What’s In Your Watch?

We’ve racked our memories to think of some of the most unusual materials you might find in a watch. Some of these are true explorations of watchmaking or luxury ideology, others are examples of material experimentation in context of a brand partnership. None of them was made just for the sake of stirring controversy or as a PR stunt. As befitting an industry built on the logic and principles of mechanical engineering, everything here was made for a reason.

 

Sand

Top three places where sand is decidedly unwelcome: in your plate of seafood spaghetti, in the delicate parts of your anatomy, in a mechanical instrument. The early years of HYT, however, brought us a watch that literally had grains of sand embedded in its case. The limited-edition H1 Sand Barth (2014) utilised a case made of high-grade epoxy resin encapsulating sand from the legendary beach of Anse du Gouverneur on the island of Saint-Barthélemy. A few years ago, a wave of anti-consumerist thought promoted the idea that we should spend our money on experiences rather than on things. This is a blatantly false dichotomy, as the HYT H1 Sand Barth demonstrates. You can have a combination of experience and thing.
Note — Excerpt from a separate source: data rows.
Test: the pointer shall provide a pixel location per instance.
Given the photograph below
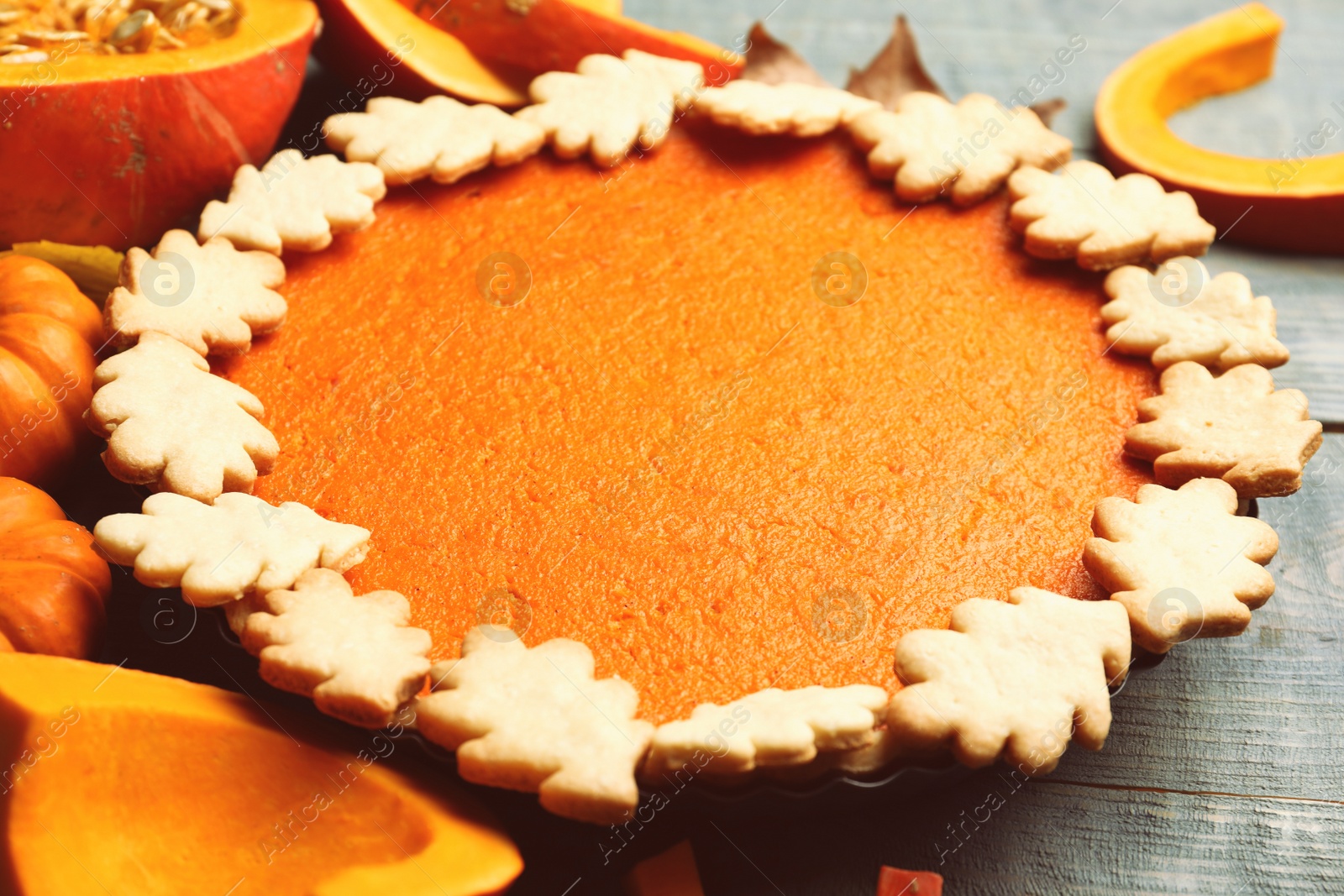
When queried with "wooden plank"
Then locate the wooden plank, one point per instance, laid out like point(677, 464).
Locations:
point(992, 839)
point(1260, 714)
Your beach paradise vacation can forever be memorialised by becoming part of your watch.  

What’s In Your Watch?

Straw

Watch dials are a canvas for artistic expression, and while traditional decorative techniques like enamelling and gem-setting maintain an evergreen popularity, experimental materials do pop up from time to time. We’ve seen feathers and butterfly wings used in marquetry-style dials, which is fairly logical since feathers and butterfly wings are nature’s way of decorating its own creations. But straw? The agricultural byproduct used to bed cattle and mulch gardens? The Hermès Arceau Marqueterie de Paille (2012) was distinguished by dials of straw marquetry, reportedly a much trickier technique to master than classical wood marquetry, since the softness of straw makes it difficult to cut the crisp, sharp edges required for this precise craft.

What’s In Your Watch?

Sugar

Generally speaking, you don’t want food in your watch, unless you’re one of those horological tinkerers who soaks watches in apple cider vinegar and marinara sauce to artificially hasten the development of case patina. Bovet, however, decided to flip the script on this particular piece of accepted wisdom, and gave us the Miss Audrey Sweet Art (2021), containing a dial blanketed in sugar crystals, specially coated to preserve them in perpetuity without melting or otherwise degrading. If you ever wanted that extra dose of sweetness in your life without actually adding more sugar to your diet, skip the supermarket dessert aisle and head to your nearest Bovet boutique.

What’s In Your Watch?

Grass

Football fans don’t get much credit nowadays, often being painted as beer-swilling hooligans with a penchant for instigating public disturbances. However, their stalwart support of their chosen clubs and the profound loyalty they exhibit are fine character qualities that any luxury brand would love to see in their own audiences. The first major crossover between Swiss watchmaking and professional football came with Hublot and their partnership with English Premier League mega-club Manchester United. The Hublot King Power “Red Devil” Manchester United limited edition (2012) contained resin-preserved grass from Old Trafford, the home of Manchester United. 

What’s In Your Watch?

Bug secretions

This might surprise you, but there are insect secretions in almost every single mechanical watch ever made. It’s not an accidental inclusion, like the occasional bug that gets smashed up in the process of making canned tomatoes. This is something that is deliberately incorporated in a key component of watch movements. I’m talking about shellac, the exudate of lac bugs that is painstakingly harvested, refined and used to affix synthetic ruby pallets to a watch escapement anchor. Probably the only mechanical watch movements that don’t contain shellac are those with silicon escapements, so if you own a mechanical timepiece, chances are that a very tiny percentage of it is of insect origin.